After the war Hiram returned home to Sparta where he worked for many years as a farmer. In 1870 he was working as a farm laborer and living with his parents on the family farm in Sparta. In 1880 Hiram was working as a laborer and living with his older brother Ezra and his family in Sparta.

He was living in Sparta in 1883.

Hiram was living in Kent City when he married Anna Whittington (b. 1862) of Morland on January 11, 1886, in Grand Rapids (Anna had been born in Casnovia, Muskegon County); they divorced in August of 1892.

Hiram was living in Kent City, Tyrone, Kent County in 1890 and working as a day laborer and living alone in Sparta in 1900.

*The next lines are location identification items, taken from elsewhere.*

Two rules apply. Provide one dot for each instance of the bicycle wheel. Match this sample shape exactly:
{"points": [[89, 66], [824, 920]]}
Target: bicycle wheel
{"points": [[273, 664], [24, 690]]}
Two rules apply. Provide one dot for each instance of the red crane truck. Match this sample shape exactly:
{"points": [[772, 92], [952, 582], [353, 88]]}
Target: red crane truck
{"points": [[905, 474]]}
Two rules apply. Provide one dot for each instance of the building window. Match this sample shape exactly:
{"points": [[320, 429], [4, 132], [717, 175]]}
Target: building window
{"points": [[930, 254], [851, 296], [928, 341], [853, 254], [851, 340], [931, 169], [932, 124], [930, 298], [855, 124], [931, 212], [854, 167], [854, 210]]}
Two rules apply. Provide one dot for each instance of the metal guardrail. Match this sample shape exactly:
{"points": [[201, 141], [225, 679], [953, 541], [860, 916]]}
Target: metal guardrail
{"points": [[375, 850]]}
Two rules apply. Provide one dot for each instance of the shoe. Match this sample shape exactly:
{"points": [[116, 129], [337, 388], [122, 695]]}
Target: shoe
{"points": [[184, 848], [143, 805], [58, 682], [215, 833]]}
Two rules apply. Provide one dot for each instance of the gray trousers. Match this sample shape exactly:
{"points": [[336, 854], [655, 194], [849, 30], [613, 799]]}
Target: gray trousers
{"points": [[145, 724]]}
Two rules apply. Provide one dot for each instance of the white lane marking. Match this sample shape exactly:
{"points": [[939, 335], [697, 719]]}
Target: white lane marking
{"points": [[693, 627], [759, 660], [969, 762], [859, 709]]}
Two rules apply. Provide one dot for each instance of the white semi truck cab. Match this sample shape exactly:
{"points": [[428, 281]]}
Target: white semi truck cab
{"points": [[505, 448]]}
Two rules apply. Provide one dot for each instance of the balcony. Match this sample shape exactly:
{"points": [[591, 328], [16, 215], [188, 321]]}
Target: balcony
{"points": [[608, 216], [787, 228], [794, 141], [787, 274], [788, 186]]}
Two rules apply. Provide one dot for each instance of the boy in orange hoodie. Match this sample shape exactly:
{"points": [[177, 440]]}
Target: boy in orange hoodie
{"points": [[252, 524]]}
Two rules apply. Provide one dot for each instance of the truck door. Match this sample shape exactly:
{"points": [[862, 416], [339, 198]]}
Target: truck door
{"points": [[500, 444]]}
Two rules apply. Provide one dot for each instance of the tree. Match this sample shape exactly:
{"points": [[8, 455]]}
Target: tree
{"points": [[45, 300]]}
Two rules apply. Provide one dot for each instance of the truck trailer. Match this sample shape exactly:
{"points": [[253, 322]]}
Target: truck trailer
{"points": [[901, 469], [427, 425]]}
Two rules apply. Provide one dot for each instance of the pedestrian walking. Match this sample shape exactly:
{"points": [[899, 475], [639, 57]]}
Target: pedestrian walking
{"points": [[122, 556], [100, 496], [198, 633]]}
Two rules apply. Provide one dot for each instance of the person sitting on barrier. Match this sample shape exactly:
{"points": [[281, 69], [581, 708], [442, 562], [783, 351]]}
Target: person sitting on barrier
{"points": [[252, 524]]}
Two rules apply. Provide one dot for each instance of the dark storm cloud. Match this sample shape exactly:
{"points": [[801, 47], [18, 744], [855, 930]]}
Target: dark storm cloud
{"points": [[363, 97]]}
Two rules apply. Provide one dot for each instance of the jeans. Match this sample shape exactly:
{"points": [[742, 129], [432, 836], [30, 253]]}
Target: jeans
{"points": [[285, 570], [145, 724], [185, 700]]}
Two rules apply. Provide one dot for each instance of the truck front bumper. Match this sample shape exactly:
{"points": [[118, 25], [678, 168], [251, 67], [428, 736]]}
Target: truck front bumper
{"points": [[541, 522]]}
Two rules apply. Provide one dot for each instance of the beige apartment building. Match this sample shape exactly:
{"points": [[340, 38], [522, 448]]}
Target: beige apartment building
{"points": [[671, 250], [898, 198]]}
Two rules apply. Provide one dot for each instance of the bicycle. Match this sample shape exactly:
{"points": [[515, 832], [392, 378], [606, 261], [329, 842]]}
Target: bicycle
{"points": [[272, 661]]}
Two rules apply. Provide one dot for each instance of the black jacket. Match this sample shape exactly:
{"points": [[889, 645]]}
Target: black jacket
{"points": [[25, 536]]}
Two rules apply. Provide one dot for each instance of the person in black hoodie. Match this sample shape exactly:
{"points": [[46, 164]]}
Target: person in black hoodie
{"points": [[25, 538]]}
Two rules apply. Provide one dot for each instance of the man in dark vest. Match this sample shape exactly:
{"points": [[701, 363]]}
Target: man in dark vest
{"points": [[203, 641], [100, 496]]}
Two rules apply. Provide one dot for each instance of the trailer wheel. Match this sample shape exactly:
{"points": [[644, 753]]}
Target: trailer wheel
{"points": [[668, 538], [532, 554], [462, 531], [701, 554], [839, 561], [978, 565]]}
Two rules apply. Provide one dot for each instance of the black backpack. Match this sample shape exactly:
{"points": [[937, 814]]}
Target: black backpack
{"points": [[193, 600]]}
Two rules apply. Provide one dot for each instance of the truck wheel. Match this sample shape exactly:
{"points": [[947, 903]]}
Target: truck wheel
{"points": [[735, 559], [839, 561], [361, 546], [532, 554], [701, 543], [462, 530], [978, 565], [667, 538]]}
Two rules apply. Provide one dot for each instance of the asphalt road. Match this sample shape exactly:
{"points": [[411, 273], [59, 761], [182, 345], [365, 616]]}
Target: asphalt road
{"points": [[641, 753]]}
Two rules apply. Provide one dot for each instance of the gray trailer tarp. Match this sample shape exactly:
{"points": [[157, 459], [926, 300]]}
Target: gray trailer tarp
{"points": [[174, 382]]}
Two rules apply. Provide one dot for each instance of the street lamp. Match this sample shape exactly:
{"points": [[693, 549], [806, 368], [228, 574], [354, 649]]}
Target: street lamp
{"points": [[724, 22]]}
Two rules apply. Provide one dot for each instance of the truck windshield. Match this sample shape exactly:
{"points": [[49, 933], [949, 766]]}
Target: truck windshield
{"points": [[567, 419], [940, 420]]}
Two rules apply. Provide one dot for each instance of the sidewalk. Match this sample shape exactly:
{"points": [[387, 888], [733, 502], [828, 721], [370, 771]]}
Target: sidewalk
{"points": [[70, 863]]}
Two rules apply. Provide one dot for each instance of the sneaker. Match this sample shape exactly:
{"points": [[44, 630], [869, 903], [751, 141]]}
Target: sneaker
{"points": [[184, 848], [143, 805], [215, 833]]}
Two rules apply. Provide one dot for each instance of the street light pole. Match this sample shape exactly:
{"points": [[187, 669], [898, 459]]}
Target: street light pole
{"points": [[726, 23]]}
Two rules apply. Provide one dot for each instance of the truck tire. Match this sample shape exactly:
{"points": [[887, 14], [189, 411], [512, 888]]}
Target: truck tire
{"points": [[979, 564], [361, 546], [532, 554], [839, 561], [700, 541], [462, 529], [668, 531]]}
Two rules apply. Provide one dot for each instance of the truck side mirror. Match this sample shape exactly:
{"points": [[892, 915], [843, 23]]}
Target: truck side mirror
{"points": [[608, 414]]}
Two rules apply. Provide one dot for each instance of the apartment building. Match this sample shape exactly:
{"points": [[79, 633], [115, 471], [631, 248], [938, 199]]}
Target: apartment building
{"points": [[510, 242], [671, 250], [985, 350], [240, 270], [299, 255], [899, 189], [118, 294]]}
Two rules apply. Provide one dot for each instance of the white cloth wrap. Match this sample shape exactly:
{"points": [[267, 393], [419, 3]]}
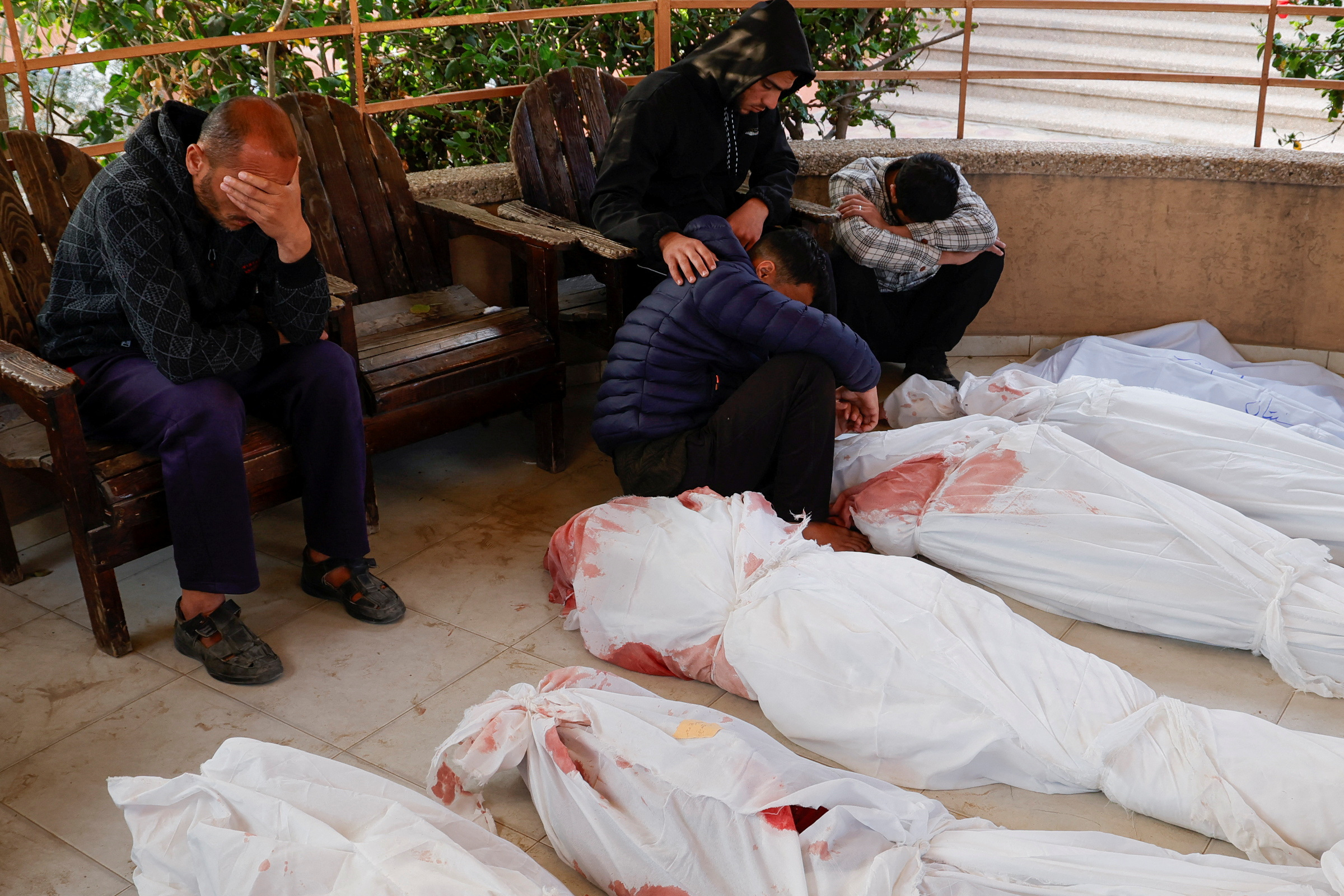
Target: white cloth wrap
{"points": [[640, 810], [899, 671]]}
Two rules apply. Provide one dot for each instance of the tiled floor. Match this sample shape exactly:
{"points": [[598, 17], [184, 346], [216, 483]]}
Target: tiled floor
{"points": [[465, 521]]}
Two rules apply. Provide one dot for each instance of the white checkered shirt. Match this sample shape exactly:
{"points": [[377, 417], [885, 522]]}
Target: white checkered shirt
{"points": [[904, 264]]}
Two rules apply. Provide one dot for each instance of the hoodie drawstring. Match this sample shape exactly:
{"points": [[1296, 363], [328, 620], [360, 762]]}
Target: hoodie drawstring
{"points": [[730, 127]]}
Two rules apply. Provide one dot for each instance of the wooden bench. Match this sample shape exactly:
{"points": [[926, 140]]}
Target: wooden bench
{"points": [[112, 494], [432, 356]]}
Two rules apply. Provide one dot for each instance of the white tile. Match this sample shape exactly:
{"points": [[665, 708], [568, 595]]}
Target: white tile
{"points": [[568, 875], [979, 346], [165, 734], [1040, 343], [1319, 715], [346, 679], [488, 580], [586, 486], [32, 863], [39, 528], [54, 682], [566, 649], [1027, 810], [150, 598], [1261, 354], [409, 520], [1214, 678], [15, 610], [407, 746]]}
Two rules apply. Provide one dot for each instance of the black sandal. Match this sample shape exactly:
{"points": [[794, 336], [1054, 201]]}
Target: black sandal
{"points": [[366, 597], [240, 657]]}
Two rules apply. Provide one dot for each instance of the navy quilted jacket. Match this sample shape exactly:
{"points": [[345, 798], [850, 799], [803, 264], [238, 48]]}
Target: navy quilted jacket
{"points": [[683, 351]]}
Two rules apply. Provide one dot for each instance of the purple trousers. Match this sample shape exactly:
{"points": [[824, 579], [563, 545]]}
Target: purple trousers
{"points": [[197, 430]]}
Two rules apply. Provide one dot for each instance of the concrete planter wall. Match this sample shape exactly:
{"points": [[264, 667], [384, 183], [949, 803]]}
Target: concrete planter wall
{"points": [[1103, 238]]}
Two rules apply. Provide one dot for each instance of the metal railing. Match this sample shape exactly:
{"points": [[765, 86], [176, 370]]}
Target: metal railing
{"points": [[357, 29]]}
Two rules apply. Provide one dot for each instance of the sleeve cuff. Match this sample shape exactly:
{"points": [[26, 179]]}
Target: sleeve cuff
{"points": [[301, 273], [925, 233]]}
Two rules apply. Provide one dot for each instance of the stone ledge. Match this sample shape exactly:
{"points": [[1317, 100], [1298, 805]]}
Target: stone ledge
{"points": [[472, 184], [824, 157], [496, 183]]}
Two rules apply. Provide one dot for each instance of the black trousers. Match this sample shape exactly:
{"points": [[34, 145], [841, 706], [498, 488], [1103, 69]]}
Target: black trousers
{"points": [[933, 315], [776, 436]]}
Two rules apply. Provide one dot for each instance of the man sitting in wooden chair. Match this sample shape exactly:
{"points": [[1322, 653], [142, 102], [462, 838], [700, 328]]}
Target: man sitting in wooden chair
{"points": [[194, 225]]}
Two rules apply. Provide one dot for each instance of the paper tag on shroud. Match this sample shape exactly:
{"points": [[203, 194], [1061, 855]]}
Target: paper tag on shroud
{"points": [[693, 730]]}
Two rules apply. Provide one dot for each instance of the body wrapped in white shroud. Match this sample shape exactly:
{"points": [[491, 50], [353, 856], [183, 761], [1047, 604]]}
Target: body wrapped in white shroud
{"points": [[650, 797], [899, 671]]}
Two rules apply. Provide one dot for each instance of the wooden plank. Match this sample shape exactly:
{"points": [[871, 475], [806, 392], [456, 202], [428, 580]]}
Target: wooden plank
{"points": [[452, 336], [463, 220], [17, 324], [41, 184], [593, 106], [556, 179], [592, 240], [578, 153], [522, 150], [440, 363], [318, 209], [24, 246], [74, 170], [425, 272], [424, 419], [373, 200], [467, 376], [362, 269]]}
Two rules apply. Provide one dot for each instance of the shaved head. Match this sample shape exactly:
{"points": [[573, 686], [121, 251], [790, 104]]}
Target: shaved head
{"points": [[248, 122]]}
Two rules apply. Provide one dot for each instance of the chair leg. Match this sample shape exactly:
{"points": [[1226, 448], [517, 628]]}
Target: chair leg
{"points": [[104, 600], [550, 437], [370, 497], [613, 274], [10, 570]]}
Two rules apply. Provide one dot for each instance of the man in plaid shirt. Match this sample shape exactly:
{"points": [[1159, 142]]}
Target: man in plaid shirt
{"points": [[918, 257]]}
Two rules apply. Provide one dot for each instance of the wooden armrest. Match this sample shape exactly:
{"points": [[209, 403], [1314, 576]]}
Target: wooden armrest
{"points": [[590, 238], [469, 220], [26, 374], [343, 292], [814, 211]]}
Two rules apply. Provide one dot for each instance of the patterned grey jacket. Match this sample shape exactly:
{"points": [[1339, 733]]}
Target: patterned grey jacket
{"points": [[904, 264], [143, 268]]}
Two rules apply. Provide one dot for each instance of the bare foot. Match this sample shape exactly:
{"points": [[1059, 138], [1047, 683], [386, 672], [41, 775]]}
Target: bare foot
{"points": [[838, 538]]}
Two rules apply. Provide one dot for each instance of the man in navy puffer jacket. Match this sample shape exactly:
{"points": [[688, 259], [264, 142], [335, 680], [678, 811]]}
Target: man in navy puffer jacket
{"points": [[729, 381]]}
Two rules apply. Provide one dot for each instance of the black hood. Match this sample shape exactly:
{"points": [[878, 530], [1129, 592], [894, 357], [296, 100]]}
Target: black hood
{"points": [[768, 38], [160, 142]]}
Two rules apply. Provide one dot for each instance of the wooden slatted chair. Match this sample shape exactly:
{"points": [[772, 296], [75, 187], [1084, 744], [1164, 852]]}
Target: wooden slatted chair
{"points": [[559, 133], [112, 494], [431, 358]]}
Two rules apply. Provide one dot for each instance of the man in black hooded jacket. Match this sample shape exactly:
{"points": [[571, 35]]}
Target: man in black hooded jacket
{"points": [[686, 137]]}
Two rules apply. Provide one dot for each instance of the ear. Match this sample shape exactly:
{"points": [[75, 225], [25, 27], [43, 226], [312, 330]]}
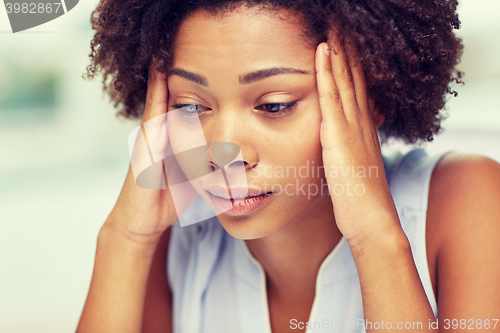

He was a member of the Old 3rd Michigan Infantry Association, a Protestant, and in 1880 he applied for and received pension no. 227,469, drawing $10.00 per month by 1901.

Hiram was possibly living in Hersey, Osceola County in 1901 when he was admitted as a single man to the Michigan Soldiers’ Home (no. 3620) on May 20, 1901.

Hiram was probably on furlough from the Home when he died of Bright’s Disease on August 2, 1901, in Hersey and was buried next to his parents in section 85, Englishville, Kent County.